PowerShell Version 2 and the ActiveDirectory module finally bring Active Directory management to the command line. PowerShell's strict object orientation makes it possible to manipulate elements in the Active Directory directly and to use all the methods and properties of the objects in question. Whereas other languages such as VBS previously had to address each individual object separately before manipulating it, a simple dir for a user OU in PowerShell will output all the user objects in the OU so that you can pipe them for ongoing processing. The integrated ISE editor is a useful tool to display scripts, your input, and the resulting output.

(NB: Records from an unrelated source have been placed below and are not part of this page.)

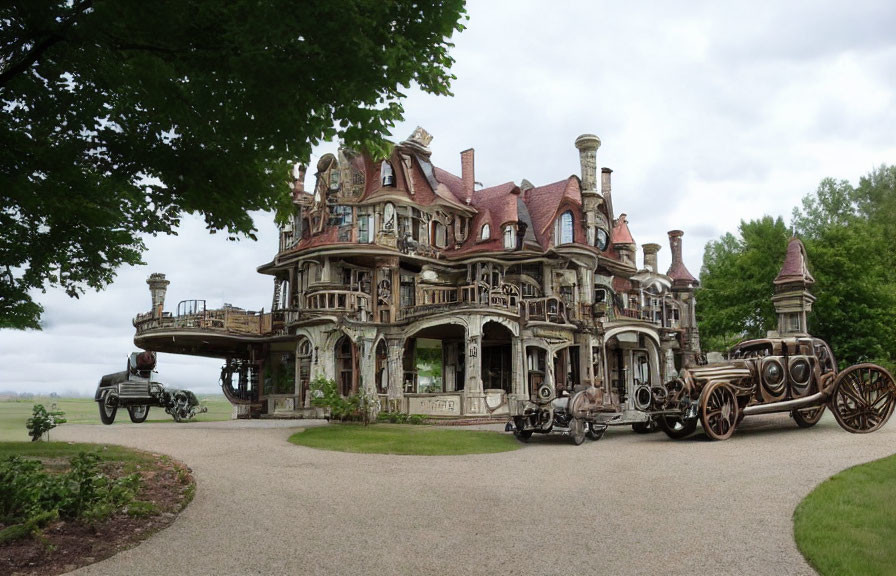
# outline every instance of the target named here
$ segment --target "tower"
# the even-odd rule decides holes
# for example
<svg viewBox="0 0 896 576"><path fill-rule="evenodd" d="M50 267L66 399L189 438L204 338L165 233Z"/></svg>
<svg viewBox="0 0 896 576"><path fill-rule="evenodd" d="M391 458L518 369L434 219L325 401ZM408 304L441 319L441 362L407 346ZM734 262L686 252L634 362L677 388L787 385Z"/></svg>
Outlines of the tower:
<svg viewBox="0 0 896 576"><path fill-rule="evenodd" d="M787 243L784 265L774 283L772 302L778 314L778 335L807 335L806 313L812 311L812 303L815 302L809 287L815 284L815 278L809 273L806 247L799 238L791 238Z"/></svg>
<svg viewBox="0 0 896 576"><path fill-rule="evenodd" d="M162 317L162 311L165 309L165 293L168 292L170 281L165 280L165 275L154 272L146 279L149 284L149 294L152 296L152 314L156 318Z"/></svg>
<svg viewBox="0 0 896 576"><path fill-rule="evenodd" d="M585 238L589 246L594 246L597 228L601 226L598 221L598 206L602 199L597 190L597 149L600 148L600 138L594 134L582 134L576 138L576 148L579 150ZM606 223L603 223L603 228L606 227Z"/></svg>

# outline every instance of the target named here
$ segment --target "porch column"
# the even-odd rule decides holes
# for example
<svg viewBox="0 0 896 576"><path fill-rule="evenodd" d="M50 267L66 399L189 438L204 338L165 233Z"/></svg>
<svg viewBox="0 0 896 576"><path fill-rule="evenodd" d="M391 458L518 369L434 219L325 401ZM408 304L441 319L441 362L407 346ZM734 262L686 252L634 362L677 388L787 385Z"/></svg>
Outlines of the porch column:
<svg viewBox="0 0 896 576"><path fill-rule="evenodd" d="M527 400L529 394L526 390L528 372L526 370L525 348L522 338L518 336L513 336L510 339L510 367L511 377L513 378L511 385L513 396L521 400Z"/></svg>
<svg viewBox="0 0 896 576"><path fill-rule="evenodd" d="M464 413L485 414L485 393L482 391L482 327L479 318L470 323L467 332L466 386Z"/></svg>
<svg viewBox="0 0 896 576"><path fill-rule="evenodd" d="M402 409L404 390L402 388L404 378L404 342L401 340L388 340L386 352L386 372L389 382L386 389L386 397L389 402L389 411Z"/></svg>
<svg viewBox="0 0 896 576"><path fill-rule="evenodd" d="M376 396L376 348L373 345L373 339L362 338L358 342L358 352L361 370L361 381L358 388L367 399L374 401L374 405L370 409L370 417L376 418L380 408Z"/></svg>

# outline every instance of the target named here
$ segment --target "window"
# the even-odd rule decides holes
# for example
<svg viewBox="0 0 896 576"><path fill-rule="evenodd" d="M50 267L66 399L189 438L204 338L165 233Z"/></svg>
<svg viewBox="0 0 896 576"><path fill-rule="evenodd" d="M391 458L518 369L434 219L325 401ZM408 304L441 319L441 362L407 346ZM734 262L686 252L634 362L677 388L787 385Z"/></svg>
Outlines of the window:
<svg viewBox="0 0 896 576"><path fill-rule="evenodd" d="M438 248L448 245L447 229L441 222L433 222L433 244Z"/></svg>
<svg viewBox="0 0 896 576"><path fill-rule="evenodd" d="M482 231L479 234L480 240L488 240L491 237L491 231L489 230L488 224L482 225Z"/></svg>
<svg viewBox="0 0 896 576"><path fill-rule="evenodd" d="M513 226L504 228L504 249L514 250L516 248L516 230Z"/></svg>
<svg viewBox="0 0 896 576"><path fill-rule="evenodd" d="M399 284L399 298L402 308L410 308L415 305L416 294L414 291L414 277L401 275L401 284Z"/></svg>
<svg viewBox="0 0 896 576"><path fill-rule="evenodd" d="M598 228L594 235L594 245L603 252L610 245L610 233L603 228Z"/></svg>
<svg viewBox="0 0 896 576"><path fill-rule="evenodd" d="M389 202L383 208L383 231L392 232L395 230L395 206Z"/></svg>
<svg viewBox="0 0 896 576"><path fill-rule="evenodd" d="M395 186L395 172L392 171L392 165L385 160L380 164L380 177L383 186Z"/></svg>
<svg viewBox="0 0 896 576"><path fill-rule="evenodd" d="M554 229L554 243L570 244L572 243L572 238L572 212L566 211L557 219Z"/></svg>
<svg viewBox="0 0 896 576"><path fill-rule="evenodd" d="M352 207L351 206L334 206L333 207L333 220L334 224L337 226L343 226L345 224L352 223Z"/></svg>
<svg viewBox="0 0 896 576"><path fill-rule="evenodd" d="M373 215L362 213L358 214L358 242L361 244L370 244L373 242Z"/></svg>

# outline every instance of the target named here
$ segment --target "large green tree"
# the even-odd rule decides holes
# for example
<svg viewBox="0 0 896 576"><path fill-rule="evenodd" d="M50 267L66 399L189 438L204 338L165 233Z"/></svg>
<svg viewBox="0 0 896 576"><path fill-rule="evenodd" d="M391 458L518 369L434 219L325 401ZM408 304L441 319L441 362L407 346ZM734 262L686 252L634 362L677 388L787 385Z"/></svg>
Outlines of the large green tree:
<svg viewBox="0 0 896 576"><path fill-rule="evenodd" d="M0 327L100 289L184 213L254 237L322 139L382 153L449 94L463 0L28 0L0 7Z"/></svg>
<svg viewBox="0 0 896 576"><path fill-rule="evenodd" d="M779 217L741 221L738 236L725 234L706 244L697 322L707 351L723 351L745 338L777 328L771 297L790 230Z"/></svg>
<svg viewBox="0 0 896 576"><path fill-rule="evenodd" d="M777 328L771 296L791 230L806 247L817 298L809 330L841 364L896 360L896 167L881 167L858 187L825 179L778 218L741 222L706 246L697 292L701 339L724 350Z"/></svg>

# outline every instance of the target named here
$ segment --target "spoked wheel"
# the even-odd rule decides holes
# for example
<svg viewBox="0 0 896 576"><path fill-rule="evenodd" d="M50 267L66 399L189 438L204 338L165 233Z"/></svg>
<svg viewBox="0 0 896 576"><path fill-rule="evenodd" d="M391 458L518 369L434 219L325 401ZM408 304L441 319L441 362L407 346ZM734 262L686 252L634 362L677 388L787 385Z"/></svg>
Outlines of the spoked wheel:
<svg viewBox="0 0 896 576"><path fill-rule="evenodd" d="M100 420L102 420L103 424L109 425L115 422L115 414L118 412L118 406L111 404L108 396L106 397L106 400L100 402L99 405Z"/></svg>
<svg viewBox="0 0 896 576"><path fill-rule="evenodd" d="M519 430L516 437L520 439L520 442L528 442L532 438L532 430Z"/></svg>
<svg viewBox="0 0 896 576"><path fill-rule="evenodd" d="M857 364L840 373L830 407L847 432L874 432L887 423L896 405L896 384L890 373L874 364Z"/></svg>
<svg viewBox="0 0 896 576"><path fill-rule="evenodd" d="M662 414L656 417L656 423L660 430L666 433L666 436L673 440L686 438L694 433L697 429L696 418L682 418L670 414Z"/></svg>
<svg viewBox="0 0 896 576"><path fill-rule="evenodd" d="M573 418L569 421L569 439L578 446L585 441L585 421L581 418Z"/></svg>
<svg viewBox="0 0 896 576"><path fill-rule="evenodd" d="M700 423L713 440L727 440L737 427L737 396L725 382L713 382L703 391Z"/></svg>
<svg viewBox="0 0 896 576"><path fill-rule="evenodd" d="M174 416L175 422L183 422L190 419L190 399L183 392L174 395L174 406L171 408L171 415Z"/></svg>
<svg viewBox="0 0 896 576"><path fill-rule="evenodd" d="M811 408L801 408L790 413L793 421L800 428L811 428L818 424L824 415L824 404L821 406L812 406Z"/></svg>
<svg viewBox="0 0 896 576"><path fill-rule="evenodd" d="M588 436L589 439L597 441L603 437L604 432L606 432L606 431L607 431L606 424L596 424L594 422L589 422L588 423L588 432L586 432L585 435Z"/></svg>
<svg viewBox="0 0 896 576"><path fill-rule="evenodd" d="M143 404L141 406L128 406L128 416L134 424L142 424L149 416L149 406Z"/></svg>

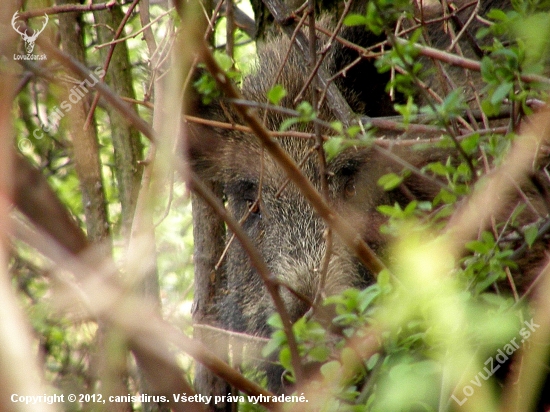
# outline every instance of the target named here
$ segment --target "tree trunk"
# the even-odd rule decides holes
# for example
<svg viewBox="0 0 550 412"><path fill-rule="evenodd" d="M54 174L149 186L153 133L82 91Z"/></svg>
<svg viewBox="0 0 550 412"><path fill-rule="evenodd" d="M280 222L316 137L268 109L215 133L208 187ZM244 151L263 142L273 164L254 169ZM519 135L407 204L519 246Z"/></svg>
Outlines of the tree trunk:
<svg viewBox="0 0 550 412"><path fill-rule="evenodd" d="M210 184L210 189L221 197L219 185ZM195 241L195 295L193 301L193 323L196 325L216 325L217 313L215 302L219 301L225 278L221 269L215 266L224 249L225 225L219 216L198 196L192 196L193 207L193 237ZM216 349L216 355L228 359L228 341L220 339L219 335L196 328L194 337L202 342L210 343L211 349ZM213 336L214 335L214 336ZM211 345L216 342L216 345ZM195 390L204 395L224 396L232 392L224 380L218 378L200 363L195 366ZM231 411L230 403L211 405L215 411Z"/></svg>
<svg viewBox="0 0 550 412"><path fill-rule="evenodd" d="M60 4L72 4L71 1L60 0ZM68 54L85 64L85 49L82 36L82 23L80 15L76 13L63 13L59 15L59 33L61 46ZM84 80L84 79L82 79ZM99 79L87 79L94 82ZM84 83L81 83L84 84ZM69 117L68 135L73 147L73 161L80 181L82 202L86 216L86 228L88 239L101 246L100 258L112 254L112 240L110 237L109 220L107 217L107 201L103 187L101 162L99 158L99 143L95 127L95 121L85 127L90 110L90 98L92 94L87 88L79 89L84 96L80 100L70 99L75 87L71 88L66 101L71 101L73 106L67 112ZM77 92L78 94L78 92ZM74 103L74 100L78 100ZM127 394L125 383L127 376L126 359L127 348L117 331L107 330L99 324L97 332L97 353L94 366L101 379L102 394L110 395ZM114 407L116 411L129 411L130 404L120 403Z"/></svg>
<svg viewBox="0 0 550 412"><path fill-rule="evenodd" d="M93 3L103 3L103 0L94 0ZM100 43L113 40L113 33L119 27L123 16L119 6L94 12ZM111 47L99 49L102 64L107 60ZM118 96L135 99L131 69L126 42L120 42L114 47L105 83ZM122 234L126 235L132 224L143 172L143 167L139 163L143 158L143 145L138 131L130 126L117 110L111 106L107 106L106 110L111 123L111 137L115 150L115 175L122 208Z"/></svg>

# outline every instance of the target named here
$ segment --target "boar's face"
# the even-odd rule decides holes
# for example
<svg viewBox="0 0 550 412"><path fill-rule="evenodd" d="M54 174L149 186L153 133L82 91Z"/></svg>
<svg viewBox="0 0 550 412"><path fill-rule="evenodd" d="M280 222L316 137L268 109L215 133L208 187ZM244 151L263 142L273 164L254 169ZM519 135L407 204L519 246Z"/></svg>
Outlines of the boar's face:
<svg viewBox="0 0 550 412"><path fill-rule="evenodd" d="M312 153L312 142L285 138L281 144L297 162L307 157L303 173L319 188L320 173L316 153ZM319 291L321 264L327 251L326 226L322 219L253 140L232 142L224 155L222 163L227 168L223 171L223 184L228 209L235 218L242 220L243 228L261 252L271 274L313 301ZM332 162L328 167L328 182L335 210L353 217L354 226L365 232L372 226L368 212L374 212L374 203L369 205L363 200L360 202L362 210L357 207L355 179L360 167L366 166L360 164L359 159ZM363 186L362 190L369 191ZM265 334L266 319L273 313L271 298L238 241L231 243L225 265L228 276L226 303L231 310L222 311L222 317L227 315L224 323L236 330ZM364 286L368 281L362 266L338 239L334 239L324 295L351 286ZM293 320L308 310L307 303L288 291L283 291L283 298Z"/></svg>
<svg viewBox="0 0 550 412"><path fill-rule="evenodd" d="M204 131L195 134L204 136ZM330 296L372 282L371 274L336 235L332 235L327 255L327 228L323 220L298 188L288 182L286 174L255 136L225 132L215 139L217 144L209 145L213 158L209 176L223 184L228 210L241 221L271 275L310 301L320 292L322 296ZM301 165L302 173L320 189L315 141L297 137L278 141ZM349 148L327 165L329 203L377 252L382 251L384 244L379 233L384 219L376 207L411 200L399 191L385 192L377 184L383 174L400 168L375 150L364 148ZM220 304L221 323L233 330L266 335L269 333L266 320L274 312L271 297L238 240L231 240L228 234L228 242L224 257L227 291ZM321 281L326 258L329 258L326 276ZM306 302L285 288L281 291L292 320L309 309Z"/></svg>

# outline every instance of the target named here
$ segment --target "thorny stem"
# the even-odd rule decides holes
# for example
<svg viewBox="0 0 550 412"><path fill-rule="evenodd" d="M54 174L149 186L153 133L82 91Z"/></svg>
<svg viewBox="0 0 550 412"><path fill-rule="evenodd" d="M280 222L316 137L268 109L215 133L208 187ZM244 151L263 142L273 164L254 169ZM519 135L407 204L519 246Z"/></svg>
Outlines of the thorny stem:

The RSAT tool lets you perform all of these tasks from a Windows-based client system, in which you can set up your personal scripting environment. This could include more powerful editors such as the free PowerGUI by Quest (Figure 2) [7] or the commercial PowerShell Plus variant by Idera [8] or PrimalScript by Sapien (Figure 3) [9]. At the end of the day, PowerShell helps administrators, especially in larger Active Directory environments with large numbers of objects, manage their Active Directory with less clicking, and the results are documented up front and more easily reproducible thanks to scripting.

PowerGUI is one of the free editors with built-in PowerShell support.
Figure 2: PowerGUI is one of the free editors with built-in PowerShell support.
PrimalScript is a commercial editor with built-in PowerShell support.
Figure 3: PrimalScript is a commercial editor with built-in PowerShell support.